Outside the exhibition space, a projection screen has been set up where Andrei Tarkovsky's movie "Solaris" is playing in a loop. Peljhan and Nicolai make explicit and frequent reference to "Solaris", both to the movie, and to Stanislaw Lem's original novel. Their fascination with the thinking ocean of the Solaris planet has led to the founding idea of an intelligent space in which a visitor can be immersed in complex renditions of data. While their own reprentation may reflect some of the more positivistic speculations of the 'Solaristic' researchers on the space station described in the film, it lacks the psychological depth of the novel as well as the movie. The insistence on the genealogy of the installation from the "Solaris" ocean seems awkward, not least because the installation suggests the possibility of an immersion into and perception of the dynamic particle events without offering any reference to the drama into which the scientists observing the Solaris ocean are thrown. On the space ship, they are confronted with figure, apparently real people, that the ocean seems to construct from their memory and desires. These "guests" appear in flesh and blood and are a challenge and an embarrassment for the scientists who thus encounter some of their deepest wishes, and emotional and moral dilemmas. We find little of this emotional dreamscape in "polar m" and wonder whether the artists are, like the scientists, trying to hide their own ghosts from each other, and from us, presenting us instead with the illusion of a clean and rational, aesthetic and scientific experiment.

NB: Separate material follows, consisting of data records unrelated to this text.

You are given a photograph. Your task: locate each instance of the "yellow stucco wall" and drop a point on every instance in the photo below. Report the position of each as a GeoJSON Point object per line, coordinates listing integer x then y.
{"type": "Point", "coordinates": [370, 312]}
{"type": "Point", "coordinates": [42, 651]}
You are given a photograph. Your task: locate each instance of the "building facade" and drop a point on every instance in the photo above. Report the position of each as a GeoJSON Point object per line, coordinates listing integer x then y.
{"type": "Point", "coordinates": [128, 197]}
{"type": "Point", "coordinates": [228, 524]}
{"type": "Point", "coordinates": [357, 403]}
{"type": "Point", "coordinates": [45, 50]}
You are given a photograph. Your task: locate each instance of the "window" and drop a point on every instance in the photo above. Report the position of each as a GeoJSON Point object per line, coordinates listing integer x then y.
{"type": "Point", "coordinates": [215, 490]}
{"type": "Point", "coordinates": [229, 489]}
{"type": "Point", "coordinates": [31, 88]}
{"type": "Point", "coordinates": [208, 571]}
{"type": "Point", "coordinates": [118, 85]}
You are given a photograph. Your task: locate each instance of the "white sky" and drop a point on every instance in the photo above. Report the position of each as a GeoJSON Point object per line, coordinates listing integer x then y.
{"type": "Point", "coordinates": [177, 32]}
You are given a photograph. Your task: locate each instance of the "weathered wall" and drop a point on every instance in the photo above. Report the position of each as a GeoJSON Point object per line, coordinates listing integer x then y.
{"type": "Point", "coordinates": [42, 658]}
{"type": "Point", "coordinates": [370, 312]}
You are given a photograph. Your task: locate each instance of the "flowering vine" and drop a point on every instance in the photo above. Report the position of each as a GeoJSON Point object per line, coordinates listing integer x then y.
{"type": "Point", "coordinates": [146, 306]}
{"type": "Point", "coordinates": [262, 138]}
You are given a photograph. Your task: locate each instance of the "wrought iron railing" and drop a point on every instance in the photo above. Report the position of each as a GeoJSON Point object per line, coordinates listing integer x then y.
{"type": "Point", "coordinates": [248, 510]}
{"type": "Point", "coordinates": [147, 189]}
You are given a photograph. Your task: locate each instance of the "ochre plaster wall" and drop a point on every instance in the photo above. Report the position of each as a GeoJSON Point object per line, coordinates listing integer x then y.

"polar m [mirrored]" forms a hugely impressive artistic environment whose aesthetic effect hinges on the carefully controlled representation of indeterminable physical events. While the predecessor of the installation of ten years ago, "POLAR", took the data communication of the internet as the material base of the immersion and offered interfaces for an interactive engagement with these data streams, the new version takes nature itself as the source for the aestheticisation of its events and structures.

We find resonances of the piece in the works of both artists. Carsten Nicolai has experimented with the cloud chamber before, and his "Wellenwanne" (2003/2008) and photographs of clouds (2002) show his interest in evoking natural phenomena that hover at the edge of indeterminacy. And Nicolai's last major project for YCAM, the spatial installation "syn chron" (2004) nodded to both the constructivist and to the romantic aspects of the Polar projects. Marko Peljhan, on the other hand, has pursued the scientific investigation of natural and communication structures in a trajectory that has led him from the "makrolab" project (since 1997), through the research that led to the exhibition "Situational Awareness" (2007), to the most recent "Arctic Perspective Initiative", and has explicitly paid hommage to the avant-guard Constructivist movement of the 1920s. The convergence of these different trajectories in "polar m [mirrored]" is consequential, even if the aesthetics of the space at YCAM seems more indebted to Nicolai's rationalism than to Peljhan's activism.

The new title may refer to the fact that the previous installation is now "mirrored" in time, but also to the symmetrical structure of the spatial lay-out of much, though not all of the exhibition space into the left and right hand side. There is also the mirror structure between the front row of the observation instruments, 'reflected' in the audio-visual events projected into the two cubes. Finally, the artists have also made reference to the conundrum of "Schroedinger's cat" from the theory of quantum physics, which is indicated by the second, closed cube which cannot be entered and which thus forms the unreachable reference space through which the actuality of the measured particle events might be ascertained. The translucent quality of the cube, however, reduces the enigma in favour of a visual symmetry which, in the generous black cube of YCAM's Studio A, appears as convincing as it is overwhelming.